Today’s PAAD, the Story behind the MH hotline,1 comes at a perfect time. Afterall, it’s summertime, with new residents, fellows, student CRNAs and AAs, who are just at the start of their life’s professional journey. And one of the first things they need to learn is that volatile vapor anesthetics and succinylcholine, the quintessential ingredients of a general anesthetic can, in certain individuals and families, actually trigger a potentially lethal disease, Malignant Hyperthermia (MH).
MH has a special meaning to the PAAD community.

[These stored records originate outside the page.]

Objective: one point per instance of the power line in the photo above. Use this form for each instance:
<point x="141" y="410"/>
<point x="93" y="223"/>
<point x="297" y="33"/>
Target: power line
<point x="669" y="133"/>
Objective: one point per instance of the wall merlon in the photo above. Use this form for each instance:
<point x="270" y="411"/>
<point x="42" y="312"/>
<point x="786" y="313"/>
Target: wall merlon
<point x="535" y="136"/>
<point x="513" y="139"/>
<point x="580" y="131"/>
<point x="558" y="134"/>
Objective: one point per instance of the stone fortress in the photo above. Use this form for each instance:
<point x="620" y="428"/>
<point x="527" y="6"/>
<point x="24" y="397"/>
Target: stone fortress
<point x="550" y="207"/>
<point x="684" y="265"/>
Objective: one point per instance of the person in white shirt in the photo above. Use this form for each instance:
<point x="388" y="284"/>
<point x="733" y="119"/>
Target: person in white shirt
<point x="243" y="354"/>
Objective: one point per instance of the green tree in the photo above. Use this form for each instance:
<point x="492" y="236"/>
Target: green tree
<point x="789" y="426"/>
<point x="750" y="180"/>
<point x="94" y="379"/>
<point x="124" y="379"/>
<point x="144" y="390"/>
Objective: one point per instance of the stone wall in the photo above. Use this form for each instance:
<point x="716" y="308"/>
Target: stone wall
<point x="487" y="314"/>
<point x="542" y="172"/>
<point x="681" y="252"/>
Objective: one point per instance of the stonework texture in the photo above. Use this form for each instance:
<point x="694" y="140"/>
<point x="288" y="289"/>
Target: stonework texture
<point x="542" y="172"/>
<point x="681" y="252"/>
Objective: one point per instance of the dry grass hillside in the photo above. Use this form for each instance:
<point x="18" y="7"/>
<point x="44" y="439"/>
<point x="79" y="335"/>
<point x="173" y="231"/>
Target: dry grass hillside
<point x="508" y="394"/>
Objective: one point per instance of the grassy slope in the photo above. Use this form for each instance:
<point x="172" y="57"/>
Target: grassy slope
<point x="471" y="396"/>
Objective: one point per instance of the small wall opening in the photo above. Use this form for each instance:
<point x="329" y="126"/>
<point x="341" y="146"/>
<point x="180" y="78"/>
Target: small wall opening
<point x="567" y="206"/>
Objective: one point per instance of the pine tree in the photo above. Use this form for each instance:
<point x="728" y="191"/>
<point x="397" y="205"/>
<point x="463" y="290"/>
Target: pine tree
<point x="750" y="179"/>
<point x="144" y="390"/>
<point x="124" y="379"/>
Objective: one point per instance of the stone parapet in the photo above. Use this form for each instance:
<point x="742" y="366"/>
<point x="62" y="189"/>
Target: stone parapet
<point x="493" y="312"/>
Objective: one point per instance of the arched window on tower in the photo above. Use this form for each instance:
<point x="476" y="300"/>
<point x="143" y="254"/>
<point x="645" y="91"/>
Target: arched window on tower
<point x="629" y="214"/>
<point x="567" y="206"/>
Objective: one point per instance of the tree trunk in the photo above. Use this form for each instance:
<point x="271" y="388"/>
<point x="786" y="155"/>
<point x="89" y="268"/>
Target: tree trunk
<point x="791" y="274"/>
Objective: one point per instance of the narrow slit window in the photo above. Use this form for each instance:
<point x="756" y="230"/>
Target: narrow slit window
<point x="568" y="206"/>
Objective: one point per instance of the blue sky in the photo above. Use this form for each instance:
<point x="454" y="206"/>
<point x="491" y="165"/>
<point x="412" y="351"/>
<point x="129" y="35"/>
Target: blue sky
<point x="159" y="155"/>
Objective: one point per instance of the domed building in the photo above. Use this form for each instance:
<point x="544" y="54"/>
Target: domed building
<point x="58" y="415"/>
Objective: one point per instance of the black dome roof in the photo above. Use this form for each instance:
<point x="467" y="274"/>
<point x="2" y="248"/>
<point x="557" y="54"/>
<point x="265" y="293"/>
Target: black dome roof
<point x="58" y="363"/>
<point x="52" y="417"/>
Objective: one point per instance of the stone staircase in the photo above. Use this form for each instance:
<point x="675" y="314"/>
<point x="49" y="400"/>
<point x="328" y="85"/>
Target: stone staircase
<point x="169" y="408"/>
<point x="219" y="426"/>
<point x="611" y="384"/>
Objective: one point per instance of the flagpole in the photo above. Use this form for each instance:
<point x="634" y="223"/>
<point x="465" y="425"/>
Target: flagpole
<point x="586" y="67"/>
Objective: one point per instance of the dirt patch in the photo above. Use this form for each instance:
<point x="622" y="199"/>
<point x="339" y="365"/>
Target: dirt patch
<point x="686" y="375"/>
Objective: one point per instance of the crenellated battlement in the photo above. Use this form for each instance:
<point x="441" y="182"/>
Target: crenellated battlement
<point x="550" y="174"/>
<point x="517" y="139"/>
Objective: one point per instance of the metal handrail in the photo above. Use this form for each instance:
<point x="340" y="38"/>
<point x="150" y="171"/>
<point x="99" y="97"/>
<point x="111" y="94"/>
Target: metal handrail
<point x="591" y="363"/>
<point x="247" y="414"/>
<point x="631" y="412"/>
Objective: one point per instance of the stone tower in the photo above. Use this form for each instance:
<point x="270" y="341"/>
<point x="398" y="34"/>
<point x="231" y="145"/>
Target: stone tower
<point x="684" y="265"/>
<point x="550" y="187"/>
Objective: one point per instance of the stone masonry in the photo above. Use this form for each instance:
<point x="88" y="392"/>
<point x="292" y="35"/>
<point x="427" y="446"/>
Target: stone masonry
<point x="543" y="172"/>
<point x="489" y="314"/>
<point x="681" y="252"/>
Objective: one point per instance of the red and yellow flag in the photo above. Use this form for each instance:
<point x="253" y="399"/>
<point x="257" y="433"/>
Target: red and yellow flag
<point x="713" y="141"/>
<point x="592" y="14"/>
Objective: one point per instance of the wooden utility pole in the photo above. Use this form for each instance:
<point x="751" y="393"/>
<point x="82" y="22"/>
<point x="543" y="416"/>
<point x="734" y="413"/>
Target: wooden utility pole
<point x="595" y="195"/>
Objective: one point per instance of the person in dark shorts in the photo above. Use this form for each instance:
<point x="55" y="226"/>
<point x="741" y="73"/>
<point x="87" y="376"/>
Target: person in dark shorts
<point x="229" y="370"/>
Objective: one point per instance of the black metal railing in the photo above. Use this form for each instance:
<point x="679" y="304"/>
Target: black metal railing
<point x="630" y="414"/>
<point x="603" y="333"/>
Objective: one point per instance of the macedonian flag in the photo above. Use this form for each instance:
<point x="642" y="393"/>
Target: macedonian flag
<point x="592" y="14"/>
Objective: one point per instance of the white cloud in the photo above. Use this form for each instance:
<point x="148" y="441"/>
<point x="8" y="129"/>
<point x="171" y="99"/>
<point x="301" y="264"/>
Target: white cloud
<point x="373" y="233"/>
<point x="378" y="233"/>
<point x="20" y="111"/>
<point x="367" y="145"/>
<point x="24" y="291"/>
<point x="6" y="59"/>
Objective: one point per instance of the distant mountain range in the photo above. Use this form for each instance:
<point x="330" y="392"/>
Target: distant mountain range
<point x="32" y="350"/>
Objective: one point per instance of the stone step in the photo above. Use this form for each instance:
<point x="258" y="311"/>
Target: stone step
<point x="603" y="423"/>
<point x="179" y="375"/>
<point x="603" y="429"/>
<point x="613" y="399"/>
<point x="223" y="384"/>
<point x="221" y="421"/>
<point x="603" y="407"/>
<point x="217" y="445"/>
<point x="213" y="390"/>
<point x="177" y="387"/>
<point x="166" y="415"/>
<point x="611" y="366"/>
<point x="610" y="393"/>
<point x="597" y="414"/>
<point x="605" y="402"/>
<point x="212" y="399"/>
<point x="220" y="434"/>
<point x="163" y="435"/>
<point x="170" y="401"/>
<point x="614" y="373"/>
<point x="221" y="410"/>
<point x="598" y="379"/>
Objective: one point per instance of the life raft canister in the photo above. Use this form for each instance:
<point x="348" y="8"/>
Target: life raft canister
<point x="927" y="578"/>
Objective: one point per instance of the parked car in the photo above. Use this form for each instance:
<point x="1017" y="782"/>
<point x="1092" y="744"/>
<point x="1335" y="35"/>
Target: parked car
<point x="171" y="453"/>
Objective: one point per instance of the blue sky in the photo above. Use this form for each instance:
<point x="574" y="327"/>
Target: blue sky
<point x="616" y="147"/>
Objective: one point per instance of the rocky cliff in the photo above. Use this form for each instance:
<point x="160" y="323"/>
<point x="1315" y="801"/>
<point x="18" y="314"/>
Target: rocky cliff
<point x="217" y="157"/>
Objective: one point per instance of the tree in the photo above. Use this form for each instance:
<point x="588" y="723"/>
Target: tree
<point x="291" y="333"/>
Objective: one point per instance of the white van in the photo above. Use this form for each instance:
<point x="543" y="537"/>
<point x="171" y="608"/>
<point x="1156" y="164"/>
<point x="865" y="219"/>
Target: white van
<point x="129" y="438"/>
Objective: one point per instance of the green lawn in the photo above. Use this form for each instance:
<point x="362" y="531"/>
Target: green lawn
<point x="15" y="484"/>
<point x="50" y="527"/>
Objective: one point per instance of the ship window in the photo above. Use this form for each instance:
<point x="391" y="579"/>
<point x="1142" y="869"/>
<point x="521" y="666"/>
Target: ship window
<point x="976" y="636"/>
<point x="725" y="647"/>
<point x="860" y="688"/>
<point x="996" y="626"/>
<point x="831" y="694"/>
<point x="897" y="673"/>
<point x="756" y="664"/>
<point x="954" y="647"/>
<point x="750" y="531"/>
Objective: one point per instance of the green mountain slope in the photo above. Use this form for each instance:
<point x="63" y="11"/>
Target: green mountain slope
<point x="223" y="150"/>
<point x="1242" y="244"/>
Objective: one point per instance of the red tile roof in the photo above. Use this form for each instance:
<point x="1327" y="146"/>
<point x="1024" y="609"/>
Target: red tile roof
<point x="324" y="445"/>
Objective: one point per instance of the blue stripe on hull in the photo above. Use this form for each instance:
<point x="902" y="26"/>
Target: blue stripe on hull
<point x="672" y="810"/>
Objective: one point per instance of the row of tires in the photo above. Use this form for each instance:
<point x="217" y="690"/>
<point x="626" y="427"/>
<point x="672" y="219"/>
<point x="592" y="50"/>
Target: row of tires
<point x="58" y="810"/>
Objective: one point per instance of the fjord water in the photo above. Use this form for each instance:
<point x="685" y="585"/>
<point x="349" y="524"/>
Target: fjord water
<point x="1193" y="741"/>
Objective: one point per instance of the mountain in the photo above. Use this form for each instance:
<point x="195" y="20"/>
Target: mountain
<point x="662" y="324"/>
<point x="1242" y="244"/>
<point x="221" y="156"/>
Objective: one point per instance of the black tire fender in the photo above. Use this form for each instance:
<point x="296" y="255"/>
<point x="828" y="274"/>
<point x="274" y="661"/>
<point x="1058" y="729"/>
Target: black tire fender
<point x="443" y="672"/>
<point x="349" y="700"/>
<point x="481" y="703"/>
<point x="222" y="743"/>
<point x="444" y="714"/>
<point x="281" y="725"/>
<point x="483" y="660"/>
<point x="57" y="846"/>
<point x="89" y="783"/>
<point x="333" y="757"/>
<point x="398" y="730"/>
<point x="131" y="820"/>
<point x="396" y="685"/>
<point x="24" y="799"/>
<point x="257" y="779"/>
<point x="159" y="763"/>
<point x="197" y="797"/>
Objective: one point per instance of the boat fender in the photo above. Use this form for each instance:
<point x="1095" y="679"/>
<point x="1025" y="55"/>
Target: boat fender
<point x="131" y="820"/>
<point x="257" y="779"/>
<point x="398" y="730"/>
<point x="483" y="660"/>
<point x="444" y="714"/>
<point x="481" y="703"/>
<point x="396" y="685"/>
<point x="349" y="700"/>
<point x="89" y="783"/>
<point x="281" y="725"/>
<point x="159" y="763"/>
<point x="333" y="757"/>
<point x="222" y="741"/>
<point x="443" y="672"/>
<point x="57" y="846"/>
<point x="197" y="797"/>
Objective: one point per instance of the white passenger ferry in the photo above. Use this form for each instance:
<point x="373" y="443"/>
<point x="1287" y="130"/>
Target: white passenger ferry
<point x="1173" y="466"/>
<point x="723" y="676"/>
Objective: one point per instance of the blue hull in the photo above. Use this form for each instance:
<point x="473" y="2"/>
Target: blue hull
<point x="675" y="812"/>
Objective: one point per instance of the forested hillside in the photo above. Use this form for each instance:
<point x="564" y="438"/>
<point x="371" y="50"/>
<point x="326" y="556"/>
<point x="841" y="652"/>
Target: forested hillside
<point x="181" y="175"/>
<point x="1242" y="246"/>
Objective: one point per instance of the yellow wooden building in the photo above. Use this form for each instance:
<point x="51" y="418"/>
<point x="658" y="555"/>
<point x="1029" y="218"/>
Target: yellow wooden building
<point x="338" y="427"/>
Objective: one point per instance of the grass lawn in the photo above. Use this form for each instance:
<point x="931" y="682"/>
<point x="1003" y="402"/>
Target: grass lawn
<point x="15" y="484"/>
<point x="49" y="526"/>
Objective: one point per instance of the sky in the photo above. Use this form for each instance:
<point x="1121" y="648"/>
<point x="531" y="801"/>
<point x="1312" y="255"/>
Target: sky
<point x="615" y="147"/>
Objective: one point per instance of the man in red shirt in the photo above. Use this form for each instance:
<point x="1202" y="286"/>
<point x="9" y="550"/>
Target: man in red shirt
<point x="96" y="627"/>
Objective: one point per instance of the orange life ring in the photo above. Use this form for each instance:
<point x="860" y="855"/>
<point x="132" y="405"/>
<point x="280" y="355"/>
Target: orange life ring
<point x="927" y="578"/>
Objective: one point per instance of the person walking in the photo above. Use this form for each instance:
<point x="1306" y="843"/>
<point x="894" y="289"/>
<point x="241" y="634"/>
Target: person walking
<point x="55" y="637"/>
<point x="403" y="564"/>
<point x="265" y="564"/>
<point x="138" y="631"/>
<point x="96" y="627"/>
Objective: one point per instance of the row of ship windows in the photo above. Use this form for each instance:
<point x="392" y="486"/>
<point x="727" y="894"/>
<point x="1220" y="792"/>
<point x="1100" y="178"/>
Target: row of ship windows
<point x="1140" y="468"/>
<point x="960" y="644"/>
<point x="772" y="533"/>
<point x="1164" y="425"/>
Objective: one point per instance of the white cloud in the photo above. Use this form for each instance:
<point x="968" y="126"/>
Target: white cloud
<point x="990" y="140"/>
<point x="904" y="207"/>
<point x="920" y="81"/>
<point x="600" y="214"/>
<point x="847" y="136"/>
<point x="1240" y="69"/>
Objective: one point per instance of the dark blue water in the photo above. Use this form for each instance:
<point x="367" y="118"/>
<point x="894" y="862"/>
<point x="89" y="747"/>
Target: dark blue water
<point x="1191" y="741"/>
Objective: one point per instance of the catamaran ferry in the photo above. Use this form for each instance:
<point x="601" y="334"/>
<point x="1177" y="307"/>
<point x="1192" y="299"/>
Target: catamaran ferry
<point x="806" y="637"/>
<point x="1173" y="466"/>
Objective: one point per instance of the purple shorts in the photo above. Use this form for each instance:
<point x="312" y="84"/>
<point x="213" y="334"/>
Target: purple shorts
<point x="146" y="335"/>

Throughout his professional career, Ron Litman who started the PAAD and in whose memory we continue it, was actively involved with the Malignant Hyperthermia Association of the United States (MHAUS). I know whenever I read an MH paper, it goes to the top of the list of articles I want to review to further honor Ron’s memory. And before you proceed to read this PAAD, I have 2 requests: I would urge all of you who are working with new trainees to share today’s PAAD, discuss MH, its triggers, causes, and treatment, and encourage those with an interest in pediatric anesthesia to join our PAAD community. Secondly, I would urge all of you and your students to download the free Society for Pediatric Anesthesia’s PediCrisis app V2, which is available in both the Apple and Android stores right now. You’ll need to look at the MH tab in the event list of the app to fully follow today’s PAAD.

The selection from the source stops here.